150. Jesus was angered by those supposed teachers who demanded much of others, teaching God’s word but without being enlightened by it: “They bind heavy burdens, hard to bear, and lay them on the shoulders of others; but they themselves will not lift a finger to move them” (Mt 23:4). The apostle James exhorted: “Not many of you should become teachers, my brethren, for you know that we who teach shall be judged with greater strictness” (Jas 3:1). Whoever wants to preach must be the first to let the word of God move him deeply and become incarnate in his daily life. In this way preaching will consist in that activity, so intense and fruitful, which is “communicating to others what one has contemplated”.[117] For all these reasons, before preparing what we will actually say when preaching, we need to let ourselves be penetrated by that word which will also penetrate others, for it is a living and active word, like a sword “which pierces to the division of soul and spirit, of joints and marrow, and discerns the thoughts and intentions of the heart” (Heb 4:12).
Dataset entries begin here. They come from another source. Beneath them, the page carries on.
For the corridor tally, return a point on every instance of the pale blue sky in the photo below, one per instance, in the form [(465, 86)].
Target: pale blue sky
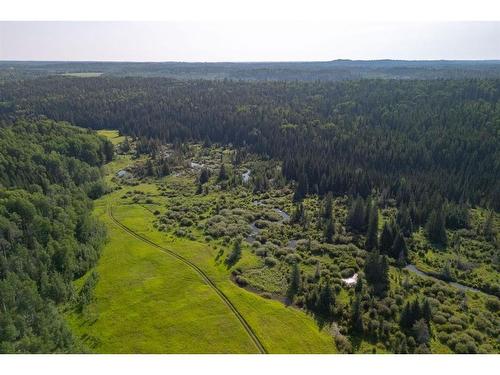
[(247, 41)]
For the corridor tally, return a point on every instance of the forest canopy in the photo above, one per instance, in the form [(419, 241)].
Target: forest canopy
[(48, 174), (420, 141)]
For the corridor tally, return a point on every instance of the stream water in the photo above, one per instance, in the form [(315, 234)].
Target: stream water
[(412, 268)]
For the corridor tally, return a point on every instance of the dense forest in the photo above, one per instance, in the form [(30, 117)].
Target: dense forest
[(418, 142), (49, 172), (371, 177)]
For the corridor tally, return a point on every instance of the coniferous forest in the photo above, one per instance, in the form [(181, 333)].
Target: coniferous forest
[(49, 174), (369, 205)]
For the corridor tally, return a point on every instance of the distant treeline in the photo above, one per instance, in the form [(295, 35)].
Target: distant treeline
[(48, 173), (413, 141), (336, 70)]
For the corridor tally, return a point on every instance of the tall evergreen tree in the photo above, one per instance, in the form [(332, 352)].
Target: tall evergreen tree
[(356, 215), (222, 173), (357, 323), (398, 248), (295, 282), (329, 230)]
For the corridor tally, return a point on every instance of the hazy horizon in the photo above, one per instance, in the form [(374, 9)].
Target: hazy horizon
[(245, 41)]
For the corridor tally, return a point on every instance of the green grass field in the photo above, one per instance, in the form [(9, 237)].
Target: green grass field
[(149, 302)]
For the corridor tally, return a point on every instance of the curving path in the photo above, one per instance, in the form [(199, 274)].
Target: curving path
[(203, 275)]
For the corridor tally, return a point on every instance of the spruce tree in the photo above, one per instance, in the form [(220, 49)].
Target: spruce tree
[(235, 254), (328, 208), (326, 300), (357, 324), (398, 248), (356, 215), (386, 239), (329, 230), (295, 282), (222, 173), (372, 234)]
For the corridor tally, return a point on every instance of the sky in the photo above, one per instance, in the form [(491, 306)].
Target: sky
[(247, 40)]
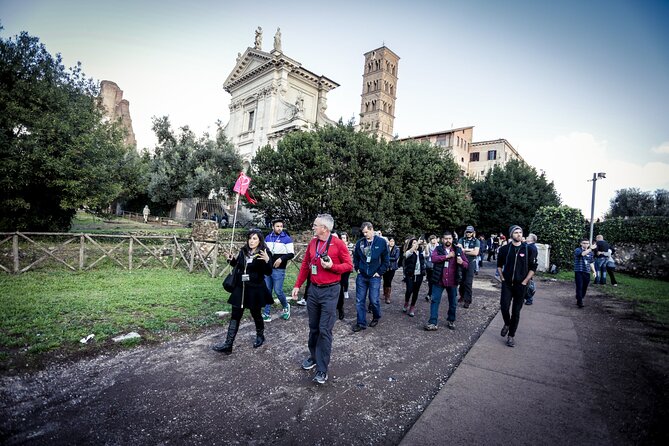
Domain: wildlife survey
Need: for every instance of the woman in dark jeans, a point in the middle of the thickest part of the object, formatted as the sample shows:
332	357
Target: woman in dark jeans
414	271
251	266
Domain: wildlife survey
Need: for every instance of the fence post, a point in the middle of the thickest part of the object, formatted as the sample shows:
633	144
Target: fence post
82	244
130	254
15	252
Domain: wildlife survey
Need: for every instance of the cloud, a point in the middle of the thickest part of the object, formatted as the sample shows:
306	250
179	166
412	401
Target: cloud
662	148
570	161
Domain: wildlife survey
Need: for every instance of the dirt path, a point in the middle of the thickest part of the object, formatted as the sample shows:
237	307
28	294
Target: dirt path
381	380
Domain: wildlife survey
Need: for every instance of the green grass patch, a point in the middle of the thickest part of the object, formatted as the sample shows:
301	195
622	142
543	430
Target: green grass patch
650	296
43	311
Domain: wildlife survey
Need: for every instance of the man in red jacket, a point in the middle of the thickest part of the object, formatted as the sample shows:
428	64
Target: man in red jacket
325	260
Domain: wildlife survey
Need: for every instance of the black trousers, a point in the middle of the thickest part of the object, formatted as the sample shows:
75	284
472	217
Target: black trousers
256	313
512	297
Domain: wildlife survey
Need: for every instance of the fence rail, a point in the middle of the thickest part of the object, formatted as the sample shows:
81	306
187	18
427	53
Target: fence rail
24	251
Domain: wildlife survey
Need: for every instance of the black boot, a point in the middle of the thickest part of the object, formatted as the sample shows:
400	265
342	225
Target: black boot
226	347
260	338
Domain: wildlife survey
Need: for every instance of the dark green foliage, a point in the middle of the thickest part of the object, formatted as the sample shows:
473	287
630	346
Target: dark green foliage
562	228
633	202
186	166
511	195
399	187
640	230
57	153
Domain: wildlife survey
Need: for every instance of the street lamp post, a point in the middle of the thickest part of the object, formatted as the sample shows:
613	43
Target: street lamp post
595	176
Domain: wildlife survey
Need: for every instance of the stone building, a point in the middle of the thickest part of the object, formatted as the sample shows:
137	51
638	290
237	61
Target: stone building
474	158
484	155
379	92
272	95
116	108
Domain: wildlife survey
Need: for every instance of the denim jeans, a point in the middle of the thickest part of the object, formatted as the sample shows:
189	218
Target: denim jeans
600	270
364	286
437	291
275	282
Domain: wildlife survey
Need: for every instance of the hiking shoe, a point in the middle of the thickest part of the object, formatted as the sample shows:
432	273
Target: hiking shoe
320	378
308	363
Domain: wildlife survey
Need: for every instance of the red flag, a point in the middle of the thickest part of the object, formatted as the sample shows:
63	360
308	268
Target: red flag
242	187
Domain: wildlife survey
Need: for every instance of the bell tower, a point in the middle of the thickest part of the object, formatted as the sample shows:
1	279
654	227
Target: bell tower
379	92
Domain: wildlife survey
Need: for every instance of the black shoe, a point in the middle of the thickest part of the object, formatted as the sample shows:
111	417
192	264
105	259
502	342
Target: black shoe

This has great pastoral importance. Today too, people prefer to listen to witnesses: they “thirst for authenticity” and “call for evangelizers to speak of a God whom they themselves know and are familiar with, as if they were seeing him”.[118]
[117] Saint Thomas Aquinas, S. Th. II-II, q. 188, a. 6.
[118] Paul VI, Apostolic Exhortation Evangelii Nuntiandi (8 December 1975), 76: AAS 68 (1976), 68.